For their part, First Nations leaders have been very open in addressing the decision by their people to abstain from the 2019 prime minister election. A large portion of the apathy stems from the aforementioned sentiment that anti-Indigenousness is a bipartisan effort. But it’s also a problem of Indigenous people being disallowed from dictating the terms of engagement when it comes to campaign and election events.  Not a single one of the 2019 debates featured an Indigenous panelist or moderator.

Nor does the public seem to have an accurate idea of what issues Indigenous peoples care about. Non-Indigenous Canadian press and politicians tend to focus on pipelines and climate change as top issues for the nation’s Indigenous population. But while numerous First Nations, Inuit, and Métis governments and citizens absolutely do oppose pipelines and climate change, items like basic employment options and clean drinking water appear to come first for many Indigenous voters, especially those located in the North. Boil water advisories still exist for over 50 First Nations, Métis, and Inuit towns, a harsh reality that all major parties have committed to fixing, though none of them with the speed that any person who has been deprived of clean drinking water would accept.

On Monday, The New York Times published a feature story that offered a look at the Inuit communities in the North, specifically in the hamlet of Cape Dorset. The goal of the article was to lay out how the introduction and adoption of Inuit art programs and sales by both the Canadian and international art communities was supposed to provide an economic boom that never arrived. Instead, while their art has been celebrated and a select few creators have attained financial success, the communities are still facing the front lines of climate change with little by way of steady economic vehicles to protect them from change and indigence.

Even when familiar subjects like pipelines are broached, the response from Trudeau’s Liberal government—who, like Obama’s Democratic contingency, is invested in seeing the completion of a number of gas and oil pipelines—lacks signs of serious thought. To wit: In late September, Trudeau promised to use profits from the Trans Mountain pipeline to, among other things, plant a lot of trees.

The present reality is that, for the Indigenous people who choose to participate in Canada’s government, there exist few political options. Jagmeet Singh, a member of the New Democratic Party, and Elizabeth May, of the Green Party, both easily stepped to the front of the field this election cycle when it came to centering Indigenous voices and issues. But as neither NDP nor the Green Party have ever formed a winning coalition in Canada, they lack the political infrastructure necessary to win the election—though their down-ballot effect on the House of Commons balance could end up making them much more influential over the next four years.
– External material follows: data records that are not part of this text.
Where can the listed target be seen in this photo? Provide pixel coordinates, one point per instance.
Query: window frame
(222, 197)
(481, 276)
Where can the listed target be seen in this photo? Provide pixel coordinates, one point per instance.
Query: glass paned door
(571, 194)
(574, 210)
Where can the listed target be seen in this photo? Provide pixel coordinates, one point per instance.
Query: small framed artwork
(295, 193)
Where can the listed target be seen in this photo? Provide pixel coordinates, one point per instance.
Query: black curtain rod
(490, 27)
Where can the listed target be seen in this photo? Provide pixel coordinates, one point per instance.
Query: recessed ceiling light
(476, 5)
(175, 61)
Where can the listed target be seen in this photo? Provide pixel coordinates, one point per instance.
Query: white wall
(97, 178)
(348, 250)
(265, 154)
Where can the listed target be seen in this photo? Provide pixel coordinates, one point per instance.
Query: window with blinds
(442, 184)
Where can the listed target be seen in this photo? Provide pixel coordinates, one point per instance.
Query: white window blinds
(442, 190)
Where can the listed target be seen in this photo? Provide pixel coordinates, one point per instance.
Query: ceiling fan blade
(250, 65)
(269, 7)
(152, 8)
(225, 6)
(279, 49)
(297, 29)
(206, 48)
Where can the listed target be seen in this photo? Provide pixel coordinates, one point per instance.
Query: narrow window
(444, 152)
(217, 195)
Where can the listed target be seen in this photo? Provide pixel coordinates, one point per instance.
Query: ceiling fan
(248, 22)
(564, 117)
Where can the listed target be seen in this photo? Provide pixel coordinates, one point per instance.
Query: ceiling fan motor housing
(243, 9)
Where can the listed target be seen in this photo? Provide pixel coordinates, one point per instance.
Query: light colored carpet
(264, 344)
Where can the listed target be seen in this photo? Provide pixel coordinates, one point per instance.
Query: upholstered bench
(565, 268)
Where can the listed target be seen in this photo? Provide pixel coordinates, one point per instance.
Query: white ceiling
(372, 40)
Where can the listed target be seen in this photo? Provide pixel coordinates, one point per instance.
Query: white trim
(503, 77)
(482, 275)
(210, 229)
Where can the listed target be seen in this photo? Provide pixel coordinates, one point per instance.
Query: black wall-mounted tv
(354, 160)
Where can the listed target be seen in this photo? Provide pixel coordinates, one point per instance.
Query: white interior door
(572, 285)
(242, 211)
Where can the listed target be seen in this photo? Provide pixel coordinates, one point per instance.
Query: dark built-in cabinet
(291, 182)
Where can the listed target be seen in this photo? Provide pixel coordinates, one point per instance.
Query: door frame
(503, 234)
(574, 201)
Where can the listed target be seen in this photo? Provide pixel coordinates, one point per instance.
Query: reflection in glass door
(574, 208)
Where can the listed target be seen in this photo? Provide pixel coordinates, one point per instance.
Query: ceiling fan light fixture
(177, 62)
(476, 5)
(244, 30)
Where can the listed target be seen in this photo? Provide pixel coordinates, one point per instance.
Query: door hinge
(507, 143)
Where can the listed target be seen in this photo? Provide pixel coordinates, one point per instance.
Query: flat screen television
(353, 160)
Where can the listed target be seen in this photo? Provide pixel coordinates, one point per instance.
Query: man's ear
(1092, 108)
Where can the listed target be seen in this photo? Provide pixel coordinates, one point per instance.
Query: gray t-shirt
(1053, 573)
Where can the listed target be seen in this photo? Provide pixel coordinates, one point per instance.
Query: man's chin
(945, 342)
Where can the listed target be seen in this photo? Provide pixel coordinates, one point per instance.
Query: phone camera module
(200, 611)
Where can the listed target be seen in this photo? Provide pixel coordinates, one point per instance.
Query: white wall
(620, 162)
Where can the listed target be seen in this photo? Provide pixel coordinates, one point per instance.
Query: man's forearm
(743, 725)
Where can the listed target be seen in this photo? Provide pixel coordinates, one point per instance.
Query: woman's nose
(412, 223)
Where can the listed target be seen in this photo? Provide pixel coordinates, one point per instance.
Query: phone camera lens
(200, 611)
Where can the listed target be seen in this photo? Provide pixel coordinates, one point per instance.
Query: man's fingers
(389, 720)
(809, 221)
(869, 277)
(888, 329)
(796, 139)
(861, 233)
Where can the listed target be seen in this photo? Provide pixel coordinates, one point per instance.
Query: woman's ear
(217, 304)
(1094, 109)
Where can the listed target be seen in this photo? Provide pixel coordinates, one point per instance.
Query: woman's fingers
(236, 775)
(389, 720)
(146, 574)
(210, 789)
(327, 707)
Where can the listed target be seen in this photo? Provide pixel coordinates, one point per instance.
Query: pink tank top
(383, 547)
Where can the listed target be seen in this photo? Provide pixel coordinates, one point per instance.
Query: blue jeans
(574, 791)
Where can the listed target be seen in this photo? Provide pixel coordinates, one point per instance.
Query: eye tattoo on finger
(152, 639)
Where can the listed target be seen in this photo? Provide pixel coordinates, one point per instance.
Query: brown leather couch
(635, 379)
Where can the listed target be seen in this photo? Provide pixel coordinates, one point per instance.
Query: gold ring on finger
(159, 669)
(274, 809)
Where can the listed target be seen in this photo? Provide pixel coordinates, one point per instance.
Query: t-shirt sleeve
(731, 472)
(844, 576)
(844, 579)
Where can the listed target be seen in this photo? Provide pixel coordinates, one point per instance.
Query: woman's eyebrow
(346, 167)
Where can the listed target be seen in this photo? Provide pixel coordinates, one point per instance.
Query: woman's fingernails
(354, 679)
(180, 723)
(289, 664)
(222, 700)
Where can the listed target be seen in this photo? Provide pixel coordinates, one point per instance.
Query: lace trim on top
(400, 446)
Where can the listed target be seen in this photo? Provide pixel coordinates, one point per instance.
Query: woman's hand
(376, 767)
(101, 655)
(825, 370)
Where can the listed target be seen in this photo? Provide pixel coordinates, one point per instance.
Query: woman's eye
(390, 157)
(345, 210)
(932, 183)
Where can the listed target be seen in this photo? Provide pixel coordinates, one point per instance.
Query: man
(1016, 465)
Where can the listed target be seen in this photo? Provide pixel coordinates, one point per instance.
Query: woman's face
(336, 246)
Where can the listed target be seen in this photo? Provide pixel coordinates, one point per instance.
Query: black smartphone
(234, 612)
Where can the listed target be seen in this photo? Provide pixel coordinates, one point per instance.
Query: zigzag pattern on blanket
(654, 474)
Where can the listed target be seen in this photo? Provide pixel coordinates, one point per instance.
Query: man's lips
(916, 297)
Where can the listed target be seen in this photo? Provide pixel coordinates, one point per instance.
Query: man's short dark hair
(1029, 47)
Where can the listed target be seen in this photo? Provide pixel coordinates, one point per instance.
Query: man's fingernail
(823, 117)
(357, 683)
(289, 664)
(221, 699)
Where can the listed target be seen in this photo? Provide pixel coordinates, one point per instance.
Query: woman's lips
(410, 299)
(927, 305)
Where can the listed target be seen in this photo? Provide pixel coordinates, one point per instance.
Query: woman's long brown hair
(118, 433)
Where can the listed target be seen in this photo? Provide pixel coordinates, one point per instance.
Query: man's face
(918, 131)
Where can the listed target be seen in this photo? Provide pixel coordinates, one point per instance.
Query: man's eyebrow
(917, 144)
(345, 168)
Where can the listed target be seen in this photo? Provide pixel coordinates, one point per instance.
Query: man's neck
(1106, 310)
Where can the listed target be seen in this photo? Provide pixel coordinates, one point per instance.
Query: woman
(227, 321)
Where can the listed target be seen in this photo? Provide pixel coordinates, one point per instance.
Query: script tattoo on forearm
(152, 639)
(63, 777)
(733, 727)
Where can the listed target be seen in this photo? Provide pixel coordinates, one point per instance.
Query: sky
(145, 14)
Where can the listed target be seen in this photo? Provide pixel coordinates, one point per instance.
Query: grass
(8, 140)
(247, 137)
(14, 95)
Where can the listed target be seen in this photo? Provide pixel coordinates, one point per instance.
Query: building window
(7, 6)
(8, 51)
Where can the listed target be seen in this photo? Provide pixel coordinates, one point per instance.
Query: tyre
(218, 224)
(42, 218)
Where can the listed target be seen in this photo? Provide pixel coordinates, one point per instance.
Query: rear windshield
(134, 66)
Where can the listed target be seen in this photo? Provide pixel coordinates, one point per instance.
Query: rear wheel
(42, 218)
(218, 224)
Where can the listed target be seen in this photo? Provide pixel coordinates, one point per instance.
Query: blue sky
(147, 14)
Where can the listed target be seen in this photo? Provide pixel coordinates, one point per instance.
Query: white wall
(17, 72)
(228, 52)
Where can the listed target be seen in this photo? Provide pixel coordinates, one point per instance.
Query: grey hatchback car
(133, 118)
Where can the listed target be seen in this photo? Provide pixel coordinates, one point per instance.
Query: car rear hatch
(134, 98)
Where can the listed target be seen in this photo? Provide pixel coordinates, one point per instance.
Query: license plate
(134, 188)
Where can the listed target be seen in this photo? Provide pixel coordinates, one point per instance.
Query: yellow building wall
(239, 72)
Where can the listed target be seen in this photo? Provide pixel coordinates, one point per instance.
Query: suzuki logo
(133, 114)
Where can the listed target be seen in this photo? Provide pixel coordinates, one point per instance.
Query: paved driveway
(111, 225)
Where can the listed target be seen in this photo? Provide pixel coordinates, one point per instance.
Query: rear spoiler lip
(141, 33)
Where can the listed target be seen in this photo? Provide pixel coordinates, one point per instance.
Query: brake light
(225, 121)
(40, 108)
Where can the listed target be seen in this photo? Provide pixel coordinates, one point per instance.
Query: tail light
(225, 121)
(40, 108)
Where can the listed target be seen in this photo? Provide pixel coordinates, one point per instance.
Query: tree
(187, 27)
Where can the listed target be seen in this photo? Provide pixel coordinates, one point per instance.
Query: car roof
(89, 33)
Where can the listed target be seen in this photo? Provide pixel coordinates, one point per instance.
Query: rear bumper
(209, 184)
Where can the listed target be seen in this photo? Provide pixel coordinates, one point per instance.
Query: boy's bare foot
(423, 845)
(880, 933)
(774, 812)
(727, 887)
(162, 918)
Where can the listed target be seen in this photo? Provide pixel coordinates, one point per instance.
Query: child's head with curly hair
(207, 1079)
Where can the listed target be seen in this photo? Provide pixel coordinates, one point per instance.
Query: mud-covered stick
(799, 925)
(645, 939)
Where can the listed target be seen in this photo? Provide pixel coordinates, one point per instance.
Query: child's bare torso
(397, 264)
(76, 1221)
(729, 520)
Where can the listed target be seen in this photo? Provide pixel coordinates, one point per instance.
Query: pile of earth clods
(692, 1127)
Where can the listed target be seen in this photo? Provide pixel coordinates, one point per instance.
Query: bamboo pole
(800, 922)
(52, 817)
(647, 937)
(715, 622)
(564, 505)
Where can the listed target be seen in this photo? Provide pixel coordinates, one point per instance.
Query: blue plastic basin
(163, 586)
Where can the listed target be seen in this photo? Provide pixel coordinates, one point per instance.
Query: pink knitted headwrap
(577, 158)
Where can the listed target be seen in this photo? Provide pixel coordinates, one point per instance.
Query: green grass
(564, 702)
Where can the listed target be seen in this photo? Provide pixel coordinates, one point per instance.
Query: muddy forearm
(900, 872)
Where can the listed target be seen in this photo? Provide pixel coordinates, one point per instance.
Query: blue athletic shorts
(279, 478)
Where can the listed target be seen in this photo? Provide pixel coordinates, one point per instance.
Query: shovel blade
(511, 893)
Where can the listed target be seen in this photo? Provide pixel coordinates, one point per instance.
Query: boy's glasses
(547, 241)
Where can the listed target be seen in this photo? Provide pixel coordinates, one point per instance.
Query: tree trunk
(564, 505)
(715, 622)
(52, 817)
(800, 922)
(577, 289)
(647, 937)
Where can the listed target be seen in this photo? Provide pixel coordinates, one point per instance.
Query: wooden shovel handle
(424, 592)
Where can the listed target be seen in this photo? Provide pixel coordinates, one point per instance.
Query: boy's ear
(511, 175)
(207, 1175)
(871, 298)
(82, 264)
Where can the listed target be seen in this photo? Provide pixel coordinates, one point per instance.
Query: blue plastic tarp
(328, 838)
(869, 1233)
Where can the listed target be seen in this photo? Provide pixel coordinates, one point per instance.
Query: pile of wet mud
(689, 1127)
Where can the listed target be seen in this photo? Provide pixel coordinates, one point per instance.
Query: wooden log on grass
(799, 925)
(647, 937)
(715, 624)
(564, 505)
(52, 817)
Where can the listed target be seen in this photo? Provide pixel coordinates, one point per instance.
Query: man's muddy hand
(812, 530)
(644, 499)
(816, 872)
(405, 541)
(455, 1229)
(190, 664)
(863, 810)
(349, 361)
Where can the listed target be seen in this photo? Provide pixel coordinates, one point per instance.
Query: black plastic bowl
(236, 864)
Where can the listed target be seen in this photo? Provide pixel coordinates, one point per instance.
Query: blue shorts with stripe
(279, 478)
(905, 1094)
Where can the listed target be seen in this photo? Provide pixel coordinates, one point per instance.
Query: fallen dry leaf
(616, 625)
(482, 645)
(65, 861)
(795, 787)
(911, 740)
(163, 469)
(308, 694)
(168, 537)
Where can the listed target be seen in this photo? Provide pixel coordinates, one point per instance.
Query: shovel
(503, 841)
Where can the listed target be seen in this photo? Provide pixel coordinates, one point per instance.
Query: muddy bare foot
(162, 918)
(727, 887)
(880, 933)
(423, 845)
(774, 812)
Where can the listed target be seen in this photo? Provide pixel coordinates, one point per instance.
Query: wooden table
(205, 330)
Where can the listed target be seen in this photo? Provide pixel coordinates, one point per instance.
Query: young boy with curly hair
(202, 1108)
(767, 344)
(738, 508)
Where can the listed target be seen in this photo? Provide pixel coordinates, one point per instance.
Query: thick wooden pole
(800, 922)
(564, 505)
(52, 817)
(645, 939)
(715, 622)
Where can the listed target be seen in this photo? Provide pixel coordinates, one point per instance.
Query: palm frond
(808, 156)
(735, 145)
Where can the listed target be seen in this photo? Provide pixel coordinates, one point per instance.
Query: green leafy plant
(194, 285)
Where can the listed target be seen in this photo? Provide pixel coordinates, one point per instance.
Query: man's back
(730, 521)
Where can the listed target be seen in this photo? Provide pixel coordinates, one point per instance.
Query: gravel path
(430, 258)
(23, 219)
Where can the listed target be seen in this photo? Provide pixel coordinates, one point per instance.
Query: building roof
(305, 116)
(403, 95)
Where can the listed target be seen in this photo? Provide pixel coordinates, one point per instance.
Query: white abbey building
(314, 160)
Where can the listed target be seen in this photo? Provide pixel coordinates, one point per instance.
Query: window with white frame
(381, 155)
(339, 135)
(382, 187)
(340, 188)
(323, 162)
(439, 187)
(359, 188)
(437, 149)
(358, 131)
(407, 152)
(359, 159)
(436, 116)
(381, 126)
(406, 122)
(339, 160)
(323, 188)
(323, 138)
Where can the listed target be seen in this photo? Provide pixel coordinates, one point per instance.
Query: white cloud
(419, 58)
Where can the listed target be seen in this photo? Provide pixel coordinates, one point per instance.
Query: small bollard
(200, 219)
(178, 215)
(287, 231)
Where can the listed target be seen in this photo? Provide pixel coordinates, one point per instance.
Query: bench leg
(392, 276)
Indigenous voters do matter in Canadian elections. Sixty-two Indigenous candidates—like 25-year-old Mumilaaq Qaqqaq, a New Democratic Party member and Inuk woman from Nunavut who claimed a seat in the House last night—ran for office down-ticket in this election. The Assembly of First Nations believed Indigenous voters could potentially swing 63 of Canada’s 338 electoral districts. But when it comes to the prime minister race, the same age-old question will remain until it is buried once and for all by a government that puts its money where its mouth is: Why bother?